🤖 AI Summary
In long-horizon vision-language-action (VLA) tasks, existing VLM-based planners rely on manual annotations or heuristic rules for subtask decomposition, leading to distributional mismatch with underlying visual-motor policy training data and degrading performance. To address this, we propose a retrieval-augmented demonstration decomposition method that automatically aligns subtasks with the policy’s visual feature distribution by matching against low-level policy training data—introducing retrieval into hierarchical task decomposition for the first time, without manual annotation or predefined rules. Our approach integrates VLM-based planning, visual feature retrieval, trajectory alignment, and hierarchical decomposition. Evaluated in both simulation and real-world settings, it outperforms state-of-the-art methods, achieving significant gains in robustness and cross-scene generalization.
📝 Abstract
To tackle long-horizon tasks, recent hierarchical vision-language-action (VLAs) frameworks employ vision-language model (VLM)-based planners to decompose complex manipulation tasks into simpler sub-tasks that low-level visuomotor policies can easily handle.

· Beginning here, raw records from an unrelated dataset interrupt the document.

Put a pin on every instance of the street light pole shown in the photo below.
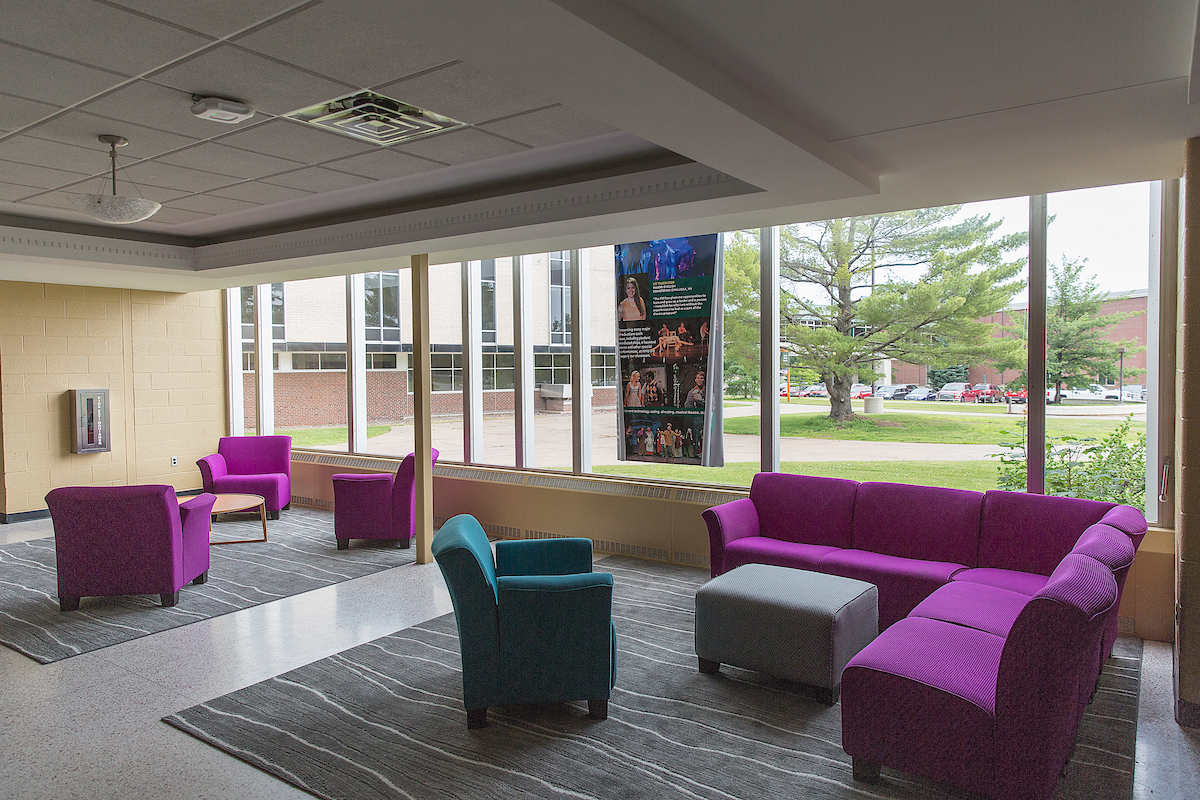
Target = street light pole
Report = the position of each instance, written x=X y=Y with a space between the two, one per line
x=1121 y=379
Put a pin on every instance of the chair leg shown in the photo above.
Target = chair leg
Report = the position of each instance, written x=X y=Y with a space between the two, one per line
x=865 y=770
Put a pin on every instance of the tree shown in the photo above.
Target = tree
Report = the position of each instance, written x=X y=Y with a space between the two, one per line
x=742 y=326
x=1078 y=348
x=911 y=286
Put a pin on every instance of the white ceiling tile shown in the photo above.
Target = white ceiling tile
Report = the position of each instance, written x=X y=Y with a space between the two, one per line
x=261 y=83
x=47 y=79
x=169 y=176
x=295 y=140
x=460 y=146
x=261 y=192
x=210 y=204
x=156 y=107
x=316 y=179
x=383 y=164
x=549 y=126
x=211 y=17
x=462 y=92
x=39 y=176
x=17 y=113
x=227 y=161
x=83 y=131
x=102 y=36
x=359 y=43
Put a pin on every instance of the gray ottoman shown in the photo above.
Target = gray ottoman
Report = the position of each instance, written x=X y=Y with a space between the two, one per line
x=792 y=624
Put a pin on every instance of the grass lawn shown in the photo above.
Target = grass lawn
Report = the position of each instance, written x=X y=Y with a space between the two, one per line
x=978 y=475
x=322 y=437
x=917 y=427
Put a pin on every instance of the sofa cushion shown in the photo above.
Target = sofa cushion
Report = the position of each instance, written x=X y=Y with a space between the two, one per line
x=1032 y=533
x=763 y=549
x=973 y=605
x=803 y=509
x=917 y=522
x=903 y=582
x=1025 y=583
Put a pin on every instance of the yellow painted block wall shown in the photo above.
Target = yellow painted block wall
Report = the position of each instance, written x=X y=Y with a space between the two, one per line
x=159 y=355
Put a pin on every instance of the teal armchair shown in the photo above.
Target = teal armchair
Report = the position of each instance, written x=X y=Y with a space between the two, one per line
x=534 y=623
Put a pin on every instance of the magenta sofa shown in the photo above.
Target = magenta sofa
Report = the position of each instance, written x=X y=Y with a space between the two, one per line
x=996 y=611
x=257 y=465
x=127 y=540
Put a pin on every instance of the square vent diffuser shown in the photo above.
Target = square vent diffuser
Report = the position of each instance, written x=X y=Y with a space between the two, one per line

Typically, the VLM planner is finetuned to learn to decompose a target task. This finetuning requires target task demonstrations segmented into sub-tasks by either human annotation or heuristic rules. However, the heuristic subtasks can deviate significantly from the training data of the visuomotor policy, which degrades task performance. To address these issues, we propose a Retrieval-based Demonstration Decomposer (RDD) that automatically decomposes demonstrations into sub-tasks by aligning the visual features of the decomposed sub-task intervals with those from the training data of the low-level visuomotor policies. Our method outperforms the state-of-the-art sub-task decomposer on both simulation and real-world tasks, demonstrating robustness across diverse settings. Code and more results are available at rdd-neurips.github.io.